Mehdi Khatibi, Iran Khodro’s managing director, says the carmaker is prioritizing exports to Russia which has a lot to learn from the Islamic Republic about how to take the West’s expanding sanctions in its stride.
"We are going to pay special attention to the Russian market, and we are also thinking of partnering with Russian investors," Khatibi was quoted as saying.
"We have held good negotiations with Moscow. The Russian market, with its capacities, will be one of our important markets," he added.
On Sunday, Iran Khodro unveiled Rira, the latest model of its crossover vehicle, at its factory west of Tehran, with Khatibi saying the manufacturer will begin exporting to Russia this year.
Iran Khodro’s first exports to Russia occurred notably between 2007 and 2009. Some Iran-made automotive components such as engine cooling systems, suspension and casting parts have been exported to the Russian market in recent years.
The automaker’s vice president, Kianoush Pourmojib, outlined plans to improve the quality of vehicles churned out by Iran Khodro.
He pointed to increased exports to Azerbaijan over the past five years, saying the manufacturer also intends to compete in other markets such as Oman and Iraq.
"In volume, it is of course Russia that is the most important," he noted.
This year, Iran Khodro will produce more than 500,000 vehicles, Khatibi said. The company’s goal within three years is also to export 100,000 vehicles annually, compared with fewer than 20,000 currently, he added.
The Ukraine war has upended car production in Russia which is the eighth-largest automotive market in the world. Several global manufacturers have halted deliveries to Russia, while others have been forced to pause production due to a lack of parts.
In May, Iran’s official news agency IRNA said a leading Russian automotive company had sounded out Iranian parts and equipment manufacturers on the possibility of supplying its production lines with required products.

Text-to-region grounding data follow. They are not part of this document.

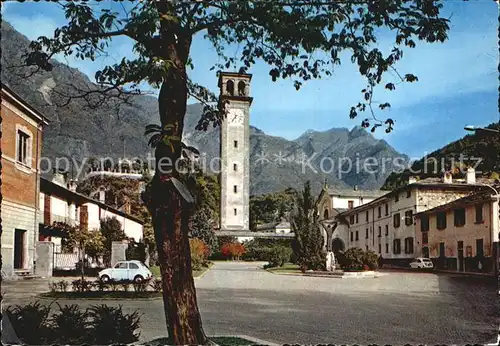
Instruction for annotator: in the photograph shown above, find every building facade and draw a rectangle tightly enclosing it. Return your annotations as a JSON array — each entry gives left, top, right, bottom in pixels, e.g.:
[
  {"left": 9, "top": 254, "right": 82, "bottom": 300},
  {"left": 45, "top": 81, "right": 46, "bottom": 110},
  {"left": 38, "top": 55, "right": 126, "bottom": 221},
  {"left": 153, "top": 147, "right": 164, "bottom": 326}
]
[
  {"left": 219, "top": 72, "right": 252, "bottom": 233},
  {"left": 39, "top": 174, "right": 144, "bottom": 270},
  {"left": 336, "top": 173, "right": 486, "bottom": 266},
  {"left": 415, "top": 189, "right": 499, "bottom": 274},
  {"left": 1, "top": 84, "right": 48, "bottom": 277}
]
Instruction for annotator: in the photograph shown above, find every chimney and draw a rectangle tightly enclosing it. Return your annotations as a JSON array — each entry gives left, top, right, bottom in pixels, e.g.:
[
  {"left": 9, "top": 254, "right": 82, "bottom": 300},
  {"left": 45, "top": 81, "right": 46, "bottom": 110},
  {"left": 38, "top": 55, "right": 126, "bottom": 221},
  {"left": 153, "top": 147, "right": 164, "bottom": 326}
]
[
  {"left": 354, "top": 185, "right": 358, "bottom": 191},
  {"left": 408, "top": 176, "right": 417, "bottom": 185},
  {"left": 99, "top": 186, "right": 106, "bottom": 203},
  {"left": 442, "top": 171, "right": 453, "bottom": 184},
  {"left": 68, "top": 179, "right": 78, "bottom": 192},
  {"left": 466, "top": 167, "right": 476, "bottom": 184}
]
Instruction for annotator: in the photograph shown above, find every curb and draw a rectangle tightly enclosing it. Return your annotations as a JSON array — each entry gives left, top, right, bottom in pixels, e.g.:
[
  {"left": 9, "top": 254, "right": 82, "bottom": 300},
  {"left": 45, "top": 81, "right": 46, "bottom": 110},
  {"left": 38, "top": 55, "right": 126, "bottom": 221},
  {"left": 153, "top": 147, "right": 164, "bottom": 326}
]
[
  {"left": 194, "top": 264, "right": 214, "bottom": 280},
  {"left": 35, "top": 293, "right": 163, "bottom": 301},
  {"left": 212, "top": 334, "right": 281, "bottom": 346}
]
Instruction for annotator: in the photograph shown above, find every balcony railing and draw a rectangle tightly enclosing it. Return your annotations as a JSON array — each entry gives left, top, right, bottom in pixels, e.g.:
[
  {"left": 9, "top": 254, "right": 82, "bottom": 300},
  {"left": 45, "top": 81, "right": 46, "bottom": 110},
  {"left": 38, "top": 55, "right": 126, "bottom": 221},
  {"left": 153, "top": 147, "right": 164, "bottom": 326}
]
[{"left": 42, "top": 212, "right": 79, "bottom": 227}]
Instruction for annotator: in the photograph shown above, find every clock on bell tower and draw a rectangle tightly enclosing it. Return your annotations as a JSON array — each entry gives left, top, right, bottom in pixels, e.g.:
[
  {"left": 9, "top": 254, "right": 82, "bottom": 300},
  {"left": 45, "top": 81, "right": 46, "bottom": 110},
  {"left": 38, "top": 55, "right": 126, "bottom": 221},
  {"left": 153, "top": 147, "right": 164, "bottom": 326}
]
[{"left": 218, "top": 72, "right": 253, "bottom": 232}]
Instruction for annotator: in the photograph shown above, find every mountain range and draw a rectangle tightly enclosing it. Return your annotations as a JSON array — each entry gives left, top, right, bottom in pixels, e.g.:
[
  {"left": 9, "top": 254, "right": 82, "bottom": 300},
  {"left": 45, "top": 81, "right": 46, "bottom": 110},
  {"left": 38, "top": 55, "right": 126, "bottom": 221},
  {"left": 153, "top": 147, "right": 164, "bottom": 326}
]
[{"left": 1, "top": 20, "right": 408, "bottom": 195}]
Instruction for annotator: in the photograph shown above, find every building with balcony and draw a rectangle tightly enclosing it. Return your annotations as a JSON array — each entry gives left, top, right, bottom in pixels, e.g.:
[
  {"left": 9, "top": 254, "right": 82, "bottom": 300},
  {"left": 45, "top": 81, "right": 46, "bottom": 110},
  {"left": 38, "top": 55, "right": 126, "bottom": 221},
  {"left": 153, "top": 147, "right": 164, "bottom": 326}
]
[
  {"left": 39, "top": 173, "right": 144, "bottom": 270},
  {"left": 1, "top": 84, "right": 49, "bottom": 277},
  {"left": 415, "top": 187, "right": 500, "bottom": 274}
]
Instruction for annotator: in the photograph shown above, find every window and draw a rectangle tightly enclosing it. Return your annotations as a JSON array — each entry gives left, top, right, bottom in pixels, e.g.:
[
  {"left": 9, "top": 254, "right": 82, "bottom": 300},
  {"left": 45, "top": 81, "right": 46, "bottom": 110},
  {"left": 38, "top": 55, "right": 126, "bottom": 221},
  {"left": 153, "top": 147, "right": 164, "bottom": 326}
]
[
  {"left": 404, "top": 237, "right": 414, "bottom": 254},
  {"left": 421, "top": 215, "right": 430, "bottom": 232},
  {"left": 350, "top": 232, "right": 354, "bottom": 242},
  {"left": 365, "top": 228, "right": 369, "bottom": 239},
  {"left": 115, "top": 262, "right": 127, "bottom": 269},
  {"left": 233, "top": 140, "right": 238, "bottom": 148},
  {"left": 349, "top": 215, "right": 355, "bottom": 224},
  {"left": 385, "top": 225, "right": 389, "bottom": 236},
  {"left": 129, "top": 263, "right": 139, "bottom": 269},
  {"left": 385, "top": 243, "right": 389, "bottom": 253},
  {"left": 378, "top": 226, "right": 381, "bottom": 237},
  {"left": 355, "top": 231, "right": 359, "bottom": 241},
  {"left": 378, "top": 206, "right": 381, "bottom": 218},
  {"left": 393, "top": 213, "right": 401, "bottom": 228},
  {"left": 454, "top": 208, "right": 466, "bottom": 227},
  {"left": 405, "top": 210, "right": 413, "bottom": 226},
  {"left": 475, "top": 204, "right": 483, "bottom": 223},
  {"left": 385, "top": 204, "right": 389, "bottom": 216},
  {"left": 233, "top": 185, "right": 238, "bottom": 193},
  {"left": 439, "top": 242, "right": 445, "bottom": 257},
  {"left": 378, "top": 244, "right": 381, "bottom": 254},
  {"left": 16, "top": 130, "right": 30, "bottom": 165},
  {"left": 466, "top": 245, "right": 472, "bottom": 257},
  {"left": 233, "top": 163, "right": 238, "bottom": 171},
  {"left": 437, "top": 212, "right": 447, "bottom": 230},
  {"left": 407, "top": 190, "right": 411, "bottom": 198},
  {"left": 366, "top": 211, "right": 369, "bottom": 222},
  {"left": 356, "top": 214, "right": 359, "bottom": 223},
  {"left": 348, "top": 200, "right": 354, "bottom": 209},
  {"left": 365, "top": 245, "right": 369, "bottom": 251},
  {"left": 422, "top": 232, "right": 428, "bottom": 244},
  {"left": 234, "top": 208, "right": 237, "bottom": 216},
  {"left": 393, "top": 239, "right": 401, "bottom": 254},
  {"left": 395, "top": 194, "right": 399, "bottom": 202}
]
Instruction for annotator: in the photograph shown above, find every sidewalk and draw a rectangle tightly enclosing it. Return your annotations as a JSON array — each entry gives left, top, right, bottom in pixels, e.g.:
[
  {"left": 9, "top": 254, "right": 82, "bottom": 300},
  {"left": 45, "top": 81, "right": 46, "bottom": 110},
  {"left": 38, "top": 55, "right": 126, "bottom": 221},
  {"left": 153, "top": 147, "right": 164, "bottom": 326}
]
[{"left": 380, "top": 267, "right": 497, "bottom": 278}]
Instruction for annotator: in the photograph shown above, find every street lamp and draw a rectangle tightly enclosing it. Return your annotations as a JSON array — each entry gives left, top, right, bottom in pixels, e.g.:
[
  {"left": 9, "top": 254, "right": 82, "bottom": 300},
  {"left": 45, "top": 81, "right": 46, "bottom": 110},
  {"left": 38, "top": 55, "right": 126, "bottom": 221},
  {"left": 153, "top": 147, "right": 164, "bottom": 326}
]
[{"left": 464, "top": 125, "right": 500, "bottom": 134}]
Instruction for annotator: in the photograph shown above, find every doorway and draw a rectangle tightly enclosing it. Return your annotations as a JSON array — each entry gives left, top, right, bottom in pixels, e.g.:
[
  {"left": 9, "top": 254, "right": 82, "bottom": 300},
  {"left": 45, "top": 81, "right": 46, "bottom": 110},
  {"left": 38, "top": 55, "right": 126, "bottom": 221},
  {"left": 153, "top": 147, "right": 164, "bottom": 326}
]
[
  {"left": 457, "top": 241, "right": 464, "bottom": 272},
  {"left": 14, "top": 229, "right": 26, "bottom": 269}
]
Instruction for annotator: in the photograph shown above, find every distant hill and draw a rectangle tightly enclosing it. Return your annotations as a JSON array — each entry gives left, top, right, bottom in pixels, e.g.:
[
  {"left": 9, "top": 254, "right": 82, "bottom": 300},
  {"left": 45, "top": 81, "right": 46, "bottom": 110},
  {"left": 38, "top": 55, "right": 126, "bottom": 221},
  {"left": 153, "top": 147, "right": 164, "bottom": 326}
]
[
  {"left": 2, "top": 20, "right": 408, "bottom": 195},
  {"left": 382, "top": 123, "right": 500, "bottom": 190}
]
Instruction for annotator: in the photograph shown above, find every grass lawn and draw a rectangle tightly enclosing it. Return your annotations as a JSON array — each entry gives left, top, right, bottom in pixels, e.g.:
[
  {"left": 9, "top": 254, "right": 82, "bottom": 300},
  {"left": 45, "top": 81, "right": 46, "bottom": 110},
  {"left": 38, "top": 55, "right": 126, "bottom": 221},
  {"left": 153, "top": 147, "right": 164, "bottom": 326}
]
[
  {"left": 265, "top": 263, "right": 302, "bottom": 274},
  {"left": 150, "top": 262, "right": 213, "bottom": 278},
  {"left": 146, "top": 336, "right": 258, "bottom": 346}
]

Master cylinder brake boosters, hydraulic anti-lock braking systems, ABS sensors, seat belts, airbags, alternators, air conditioners, oxygen sensors, thermostats and window lift systems are among the parts demanded by the Russian automaker, a member of the Iranian Auto Parts Manufacturers Association (IAMPA)’s presiding board, Hossein Bahrainian said then.
Iran's auto sector has started standing on its own feet after years of reliance on imported car kits which foreign companies stopped supplying when the US reimposed sanctions on the Islamic Republic in 2018.
Iranian automakers picked up the slack after France’s Peugeot and Renault exited Iran along with other international companies in the wake of US sanctions which created a supply crunch which saw car prices vault to unprecedented highs.
The crisis forced Iran Khodro, Saipa and other companies to pool up local resources to produce Iranian-made vehicles, with the defense ministry joining in to manufacture some of the hi-tech parts which Iran used to import.
Local manufacturers are now producing a wide range of parts. Western sanctions on Russia and Iran have prompted the two countries to boost cooperation in key areas to help prop up their economies.
Last month, Russian President Vladimir Putin visited Tehran where he discussed ways of boosting relations between the two countries.
Putin has ordered his government to quickly come up with new measures to support the domestic car industry amid a crunch on demand from Russian buyers and severe logistics problems as a result of Western sanctions.